Across his four yellow jersey wins already Pogačar has often looked invincible, ending the race early on several occasions just as he looks to have done on stage 6, but this edition was billed as his hardest challenge since he last lost the race in 2023. A full-strength Vingegaard after an issue-free season and Giro d'Italia win, a super talent in Seixas presenting a new challenge, and podium-finishing duo Evenepoel and Florian Lipowitz made this one of the most stacked GC start lists in years. But on one 17km climb, those would-be challengers were all put to the sword and came out second best.

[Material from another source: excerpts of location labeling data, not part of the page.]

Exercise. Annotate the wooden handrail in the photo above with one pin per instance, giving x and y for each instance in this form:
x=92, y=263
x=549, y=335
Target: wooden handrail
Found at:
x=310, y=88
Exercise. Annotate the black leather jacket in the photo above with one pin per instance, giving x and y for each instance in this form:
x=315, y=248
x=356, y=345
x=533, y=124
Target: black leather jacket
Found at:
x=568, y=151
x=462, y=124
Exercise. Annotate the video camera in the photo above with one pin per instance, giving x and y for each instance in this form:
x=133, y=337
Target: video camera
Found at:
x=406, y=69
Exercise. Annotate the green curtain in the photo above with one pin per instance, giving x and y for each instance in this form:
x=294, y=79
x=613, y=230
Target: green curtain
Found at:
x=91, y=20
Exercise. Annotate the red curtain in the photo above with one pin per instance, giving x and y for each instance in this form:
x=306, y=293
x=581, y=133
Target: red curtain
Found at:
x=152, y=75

Pogačar has long been a popular rider, well-liked for his personality but also his willingness to attack at any and every moment, but is his absolute destruction of almost the entire calendar growing tiresome for fans? It likely hasn't reached that point yet but after he moved one win closer to Mark Cavendish's 35 stage wins record, now on 23, how much longer can that last?
'Would you give away stages?'
In reality, though, neither Pogačar nor UAE Team Emirates-XRG will likely care. He's made it obvious that restraint when he knows he can win a stage is not his strongest suit and anything Pogačar wants, he tends to get.

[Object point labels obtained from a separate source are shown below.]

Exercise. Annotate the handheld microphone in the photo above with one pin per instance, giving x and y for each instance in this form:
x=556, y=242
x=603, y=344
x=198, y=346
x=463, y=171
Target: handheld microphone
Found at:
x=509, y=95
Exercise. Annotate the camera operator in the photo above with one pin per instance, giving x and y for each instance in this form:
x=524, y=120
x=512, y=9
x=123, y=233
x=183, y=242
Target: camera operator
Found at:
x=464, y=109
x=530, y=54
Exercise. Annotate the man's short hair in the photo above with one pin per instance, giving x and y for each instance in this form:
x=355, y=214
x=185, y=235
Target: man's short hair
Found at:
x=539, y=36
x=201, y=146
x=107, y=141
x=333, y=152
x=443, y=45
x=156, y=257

There are no gifts in this sport, despite what he did for Del Toro on stage 2 when he actually seemed to take more joy from his young Mexican protégé taking victory atop Montjuïc. Typically Pogačar has no interest in sharing out the wins and letting days go to the break and, as teammate Adam Yates points out, why should he?
"I mean, if you can win at the Tour de France, you win; there's not one person in this peloton that would be any different," Yates told reporters at the finish in Gavarnie-Gèdre.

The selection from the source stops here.